This test is to check the radio driver installation.

The radio's registry keys are OK.

Nic name. . . . . . . . . : Atheros AR9285 802.11b/g/n WiFi Adapter

Driver name . . . . . . . : ATHRX

Driver path . . . . . . . : C:\Windows\system32\DRIVERS\athrx.sys

Driver version. . . . . . : 8.0.0.316

Active Profile Name . . : Not Found



The radio driver has been installed.







Card insertion test

This test is to check the card insertion.



The card has been inserted.







Card enable test

This test is to check if the radio/driver is enabled.



The radio has been enabled.







Association test

This test is to check your client adapter's association to an access point.

Link Status . . . . . . . : Not Associated



Your client adapter is not associated to an access point.

Configure the radio card and set SSID and other properties.





Authentication test

This test is to check authentication.



Authentication test bypassed, because authentication is not in use.







Network test

This test is to check your network settings.

Your IP address: 0.0.0.0.



You have not configured your computer to use the client adapter.

Use the Network icon in the System Preferences application

to set the network configuration for your client adapter._


I added the red, it's the things I don't understand, I'm not sure what they mean by not associated, and how do I associate it.
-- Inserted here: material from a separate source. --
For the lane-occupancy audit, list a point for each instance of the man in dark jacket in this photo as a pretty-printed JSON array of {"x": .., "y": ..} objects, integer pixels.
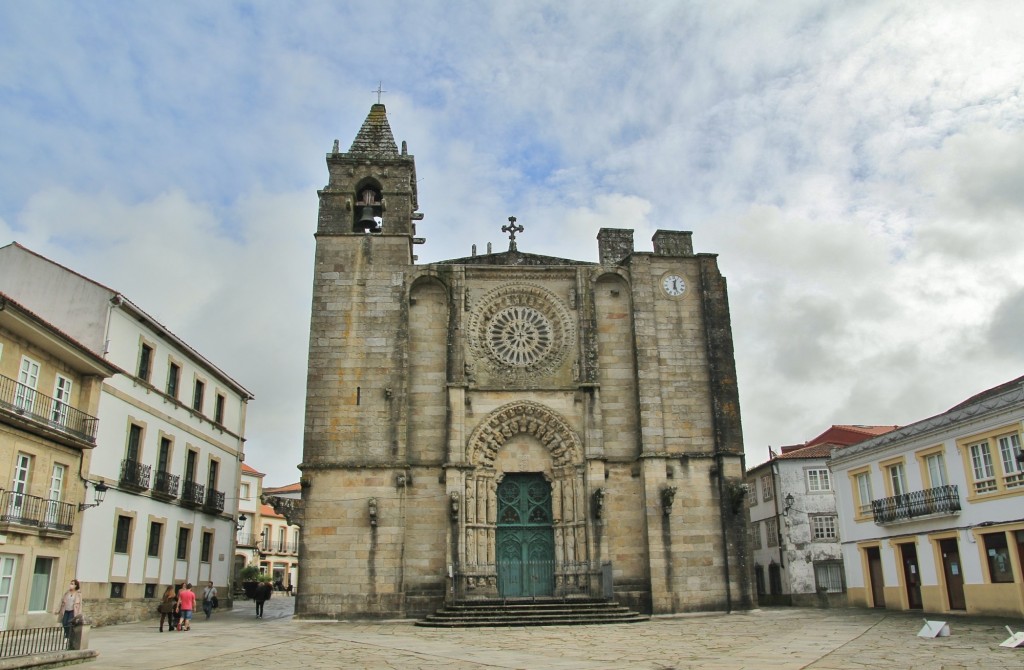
[{"x": 263, "y": 592}]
It says authentication isn't being used, does that refer to a password/key, because I do have one of those and I entered it and it still won't connect. How do I set the network configuration for my client adapter?

Any help you can provide would be greatly appreciated, I'm at a loss here and quickly running out of "daylight" so to speak when it comes to him getting home. Thanks.


----------



## Ai_Lang

*Re: New laptop won't connect to wireless network*

Go to your main computer (the one that the router and modem are connected to) and access your router settings. Open Internet explorer and type in 192.168.1.1 in the address bar. If you've never done this before your login and password will be
admin
admin

Check your wireless settings to make sure they match up with the laptop's. Your router may have it set to "N-wireless only" whereas the laptop may only have B or G-wireless.


----------



## Ai_Lang

*Re: New laptop won't connect to wireless network*

Oh ya, another thing to try. On the new laptop click on the signal bars at the bottom right.
>Open Network and Sharing centre
>Manage Wirless Connections
>Delete/remove every connection there is.
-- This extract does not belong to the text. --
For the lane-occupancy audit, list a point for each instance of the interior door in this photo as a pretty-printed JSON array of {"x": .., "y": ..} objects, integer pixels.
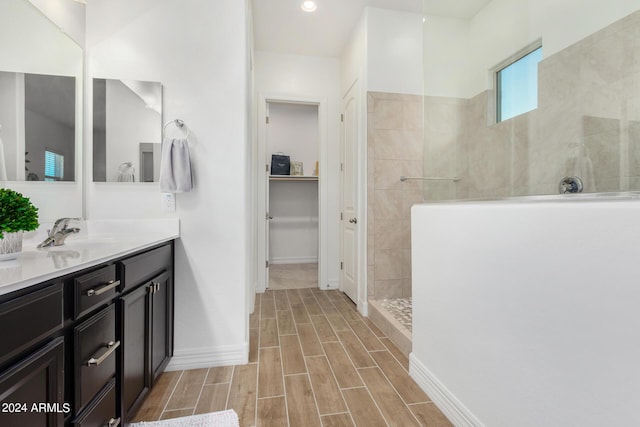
[
  {"x": 349, "y": 229},
  {"x": 266, "y": 202}
]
Now manually try to connect to your network again. I had a problem similar to this once. Sometimes all it takes is a "fresh start", so to speak.


----------



## HotwheelinBetty

*Re: New laptop won't connect to wireless network*



Ai_Lang said:


> Go to your main computer (the one that the router and modem are connected to) and access your router settings. Open Internet explorer and type in 192.168.1.1 in the address bar. If you've never done this before your login and password will be
> admin
> admin
> 
> Check your wireless settings to make sure they match up with the laptop's. Your router may have it set to "N-wireless only" whereas the laptop may only have B or G-wireless.


The router is set for the same thing the laptop is, and there are no profiles to delete because I haven't managed to actually connect to anything yet. When I try to manually create a profile, it doesn't even show up as an option in the list of networks to connect to. I'm to the point where I am just going to bite the bullet and return the computer to the store for a different one.:4-dontkno


----------



## 2xg

*Re: New laptop won't connect to wireless network*

Welcome to TSF,

Disable any Firewall or Security Software installed from the laptop for now.
Manually add your SSID (wireless network). Here's How.
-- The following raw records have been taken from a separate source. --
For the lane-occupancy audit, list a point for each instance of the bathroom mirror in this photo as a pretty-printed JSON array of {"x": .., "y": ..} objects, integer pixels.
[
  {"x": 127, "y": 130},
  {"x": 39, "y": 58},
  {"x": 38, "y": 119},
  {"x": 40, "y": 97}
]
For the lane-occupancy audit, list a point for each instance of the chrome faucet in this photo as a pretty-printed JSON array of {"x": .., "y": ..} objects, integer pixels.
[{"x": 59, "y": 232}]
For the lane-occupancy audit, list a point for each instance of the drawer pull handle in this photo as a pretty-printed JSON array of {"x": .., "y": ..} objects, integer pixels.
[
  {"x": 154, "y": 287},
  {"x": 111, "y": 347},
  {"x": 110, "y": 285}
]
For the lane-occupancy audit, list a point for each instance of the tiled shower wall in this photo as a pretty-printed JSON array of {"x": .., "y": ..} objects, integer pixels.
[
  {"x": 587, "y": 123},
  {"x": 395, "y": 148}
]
If above suggestion didn't work pls. provide a detail ipconfig /all => in run or search box type cmd, run as Admin press enter. Open up a command prompt then Copy and Paste these ipconfig /all >c:\ipconfig.txt . Please attach the .txt file to be found in your Local Disk 'C' on your next post.


----------



## HotwheelinBetty

*Re: New laptop won't connect to wireless network*

Thank you everyone for your suggestions.

I took it to Geek Squad yesterday and since I had just purchased it, it didn't cost me anything. Turns out the problem was the pre-installed Norton software. I had removed it using the uninstall software in the control panel, instead of using the Norton removal tool. After running the Norton removal tool, we are now able to get online no problem with the new laptop. I appreciate all of your recommendations.


----------



## 2xg

*Re: New laptop won't connect to wireless network*

We did appreciate the update.

Glad that your computer is now able to wireless connect after uninstalling Norton.

You're Welcome.


----------



## Ai_Lang

*Re: New laptop won't connect to wireless network*

*shakes head*

Why does Norton always seem to cause more problems than it solves...


----------



## Schluter

Now manually try to connect to your network again. I had a problem similar to this once. Sometimes all it takes is a "fresh start", so to speak.


----------